The "callRemote" syntax would make remote operation explicit - which I am in
favor of.

Another observation from writing lots of spread code is that the remote
interfaces for objects tend to be very small.  This reduces the impact of
the "more typing required" argument against this change. In my current
application that uses pb which is 4300 lines of python and about 70 classes,
there are only 19 remote methods defined. Changing my code over to use the
"callRemote" syntax would take a couple of hours at most. (i have unit tests
:) ).

BTW, I was the other person that Glyph mention who had written code
exploitable by this issue.

-----Original Message-----
From: twisted-python-admin at twistedmatrix.com
[mailto:twisted-python-admin at twistedmatrix.com]On Behalf Of Kevin Turner
Sent: Friday, February 15, 2002 10:05 PM
To: Twisted List
Subject: Re: [Twisted-Python] Potential PB Security Problem (And

On Fri, 2002-02-15 at 19:12, Christopher Armstrong wrote:
> For as long as I remember, that was *never* the point. Haven't you ever
> heard glyph shouting from on high, "Explicit is better than implicit!"?

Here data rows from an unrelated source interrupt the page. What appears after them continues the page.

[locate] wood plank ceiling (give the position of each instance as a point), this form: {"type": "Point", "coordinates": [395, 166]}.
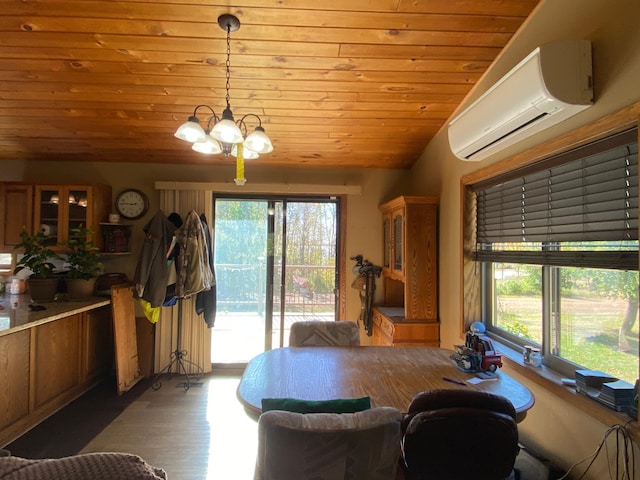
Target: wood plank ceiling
{"type": "Point", "coordinates": [337, 83]}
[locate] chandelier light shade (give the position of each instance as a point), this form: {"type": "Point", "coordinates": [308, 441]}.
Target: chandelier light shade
{"type": "Point", "coordinates": [223, 134]}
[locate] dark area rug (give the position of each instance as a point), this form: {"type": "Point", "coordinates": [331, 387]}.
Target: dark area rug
{"type": "Point", "coordinates": [69, 430]}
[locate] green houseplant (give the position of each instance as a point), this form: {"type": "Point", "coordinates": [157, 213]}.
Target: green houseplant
{"type": "Point", "coordinates": [83, 257]}
{"type": "Point", "coordinates": [37, 257]}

Funny words for a sect which celebrates in masqurading objects and
generally deplores strict type checking.

> Well, the point was, the code wasn't *meant* to pass privelaged
> information to an object across the wire - notice that it was a Copied.
> This could also be done for more things than Copied - imagine a method
> that takes a list as one of its arguments and appends some secure data
> to it. You could spoof a list with a remote object that has an append()
> method.

What do you mean, "wasn't meant to pass privledged information"?  Your
example has you appending the "secure data" to a list that's from who
knows where!  You have no idea who holds a reference to that list, or
who will hold references to the list (or certain items on the list) in
the near future.  And, as a happy little object, I don't see why you
should care.  You perform your operation with the given parameters, and
that's all your job is, isn't it?

I guess there's the "Referenceable vs Copyable" facet which I haven't
been paying a lot of attention to in this discussion.  When I choose
between those two spreadable flavours (the module name is spelled wrong,
BTW), I am thinking about what goes over the wire, but only in terms of
how much it will change, how much the states of the objects need to be
synchronized, how much traffic it's generating, etc.  But I've never
seen the use of Copyable as a security option.  If I had data I did not
want getting outside, I do not think I should entrust it to *any* object
which came from Outside, whether it be a RemoteCopy or RemoteCache or a
list-like object with whiskers.

I guess it's only fair to admit that I've written very little
application code with twisted.spread and read even less, so it's
entirely possible that I lack the experience to understand the issues
here...  but some things bein' said just don't ring true to me.

"So-at-least-ONE-of-us-has-been-replaced-by-an-evil-robot"-ly yours,


The moon is waxing crescent, 10.8% illuminated, 3.1 days old.